CrowdStrike · Primly Community

CrowdStrike frontend engineer interview: what they actually test and what surprised me

sre_sol · 4 replies

just wrapped up the CrowdStrike frontend engineer loop last month. posting because most CrowdStrike interview content is backend/security focused and frontend info is sparse. this was for a mid-level role on their platform UI team (the Falcon console, not an external product).

the loop: 5 sessions.

OA first. two coding problems, pretty standard HackerRank stuff. they were not frontend-specific. vanilla algorithm questions. don't expect DOM manipulation in the OA, it's general coding. this tripped me up mentally because i expected React, got arrays-and-trees instead.

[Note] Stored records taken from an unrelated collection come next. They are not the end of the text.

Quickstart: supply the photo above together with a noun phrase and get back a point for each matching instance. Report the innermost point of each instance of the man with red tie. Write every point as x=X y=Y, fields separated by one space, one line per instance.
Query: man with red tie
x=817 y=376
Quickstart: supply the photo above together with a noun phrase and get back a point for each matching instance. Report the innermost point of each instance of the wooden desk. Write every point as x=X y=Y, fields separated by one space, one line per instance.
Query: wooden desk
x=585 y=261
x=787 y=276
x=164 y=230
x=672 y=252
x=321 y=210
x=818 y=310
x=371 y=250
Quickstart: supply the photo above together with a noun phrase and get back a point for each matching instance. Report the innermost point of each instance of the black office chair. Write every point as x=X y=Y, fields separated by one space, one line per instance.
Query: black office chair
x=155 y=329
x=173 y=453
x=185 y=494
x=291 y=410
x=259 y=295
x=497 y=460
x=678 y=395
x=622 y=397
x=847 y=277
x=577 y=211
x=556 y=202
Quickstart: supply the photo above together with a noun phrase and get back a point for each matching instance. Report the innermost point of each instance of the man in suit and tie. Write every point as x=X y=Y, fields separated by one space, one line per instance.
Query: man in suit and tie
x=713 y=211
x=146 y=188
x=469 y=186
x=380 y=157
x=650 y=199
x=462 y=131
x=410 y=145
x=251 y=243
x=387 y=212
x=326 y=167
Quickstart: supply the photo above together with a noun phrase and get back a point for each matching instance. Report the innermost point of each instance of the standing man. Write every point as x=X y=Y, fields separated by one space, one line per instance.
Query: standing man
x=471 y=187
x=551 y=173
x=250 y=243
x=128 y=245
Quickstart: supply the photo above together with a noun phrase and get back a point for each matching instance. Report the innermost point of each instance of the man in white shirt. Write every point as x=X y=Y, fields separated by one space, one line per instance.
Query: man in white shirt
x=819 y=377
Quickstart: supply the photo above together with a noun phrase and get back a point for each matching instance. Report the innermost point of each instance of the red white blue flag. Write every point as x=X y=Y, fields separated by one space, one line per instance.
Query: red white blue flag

javascript deep dive. this was the most interesting round. they went hard on the language, not the framework. closures, prototype chains, event loop, promises vs async/await under the hood. one question i didn't nail perfectly: explain what happens when you await a promise that's already resolved. i got it mostly right but fumbled the microtask queue explanation. study the event loop if you're prepping. also: how does the browser handle reflow vs repaint, and when does it matter for performance.

frontend system design. design a real-time dashboard that shows security alert counts across thousands of endpoints, updating every few seconds. i talked through WebSocket vs polling, how i'd handle state updates without re-rendering the entire component tree, virtualization for long lists, debouncing/throttling. they were engaged. the key is tying your decisions to actual user experience, not just technical elegance.

React/component round. live coding in a shared environment. build a filterable data table with sorting. they gave me a fake API. i used hooks, nothing fancy. they cared about code organization and whether i was handling edge cases (loading state, empty state, error state). spend 10 seconds on each state before you start.

behavioral. tell me about a time you improved performance of a UI. tell me about a disagreement with a designer. standard.

what surprised me: they care more about browser fundamentals than React specifics. makes sense for a complex security product where you're not just slinging CRUD UIs. the performance angle came up in multiple rounds.

offer i got: base $145k, Austin. RSUs $140k/4yr. around $180k TC year one.

4 replies

corp_refugee

the event loop / microtask queue question is brutal live. a lot of people who write great React have never had to think about it explicitly. worth a 2-hour deep dive before any frontend-focused interview.

content_cole

asking about reflow vs repaint in 2026 is a bit dated though? most of the heavy lifting is handled by the browser and React's reconciler. what's the actual practical signal they're getting from that question.

frontend_fran

fair point but when you're building a live security dashboard with thousands of updating nodes the browser fundamentals actually do matter. they're probably filtering for people who understand the stack deeply vs people who know the framework surface. i don't think it's dated for the specific product they're building.

ux_uma

the filterable sortable table is such a common interview task but so many candidates forget to handle the empty and error states. good call calling it out.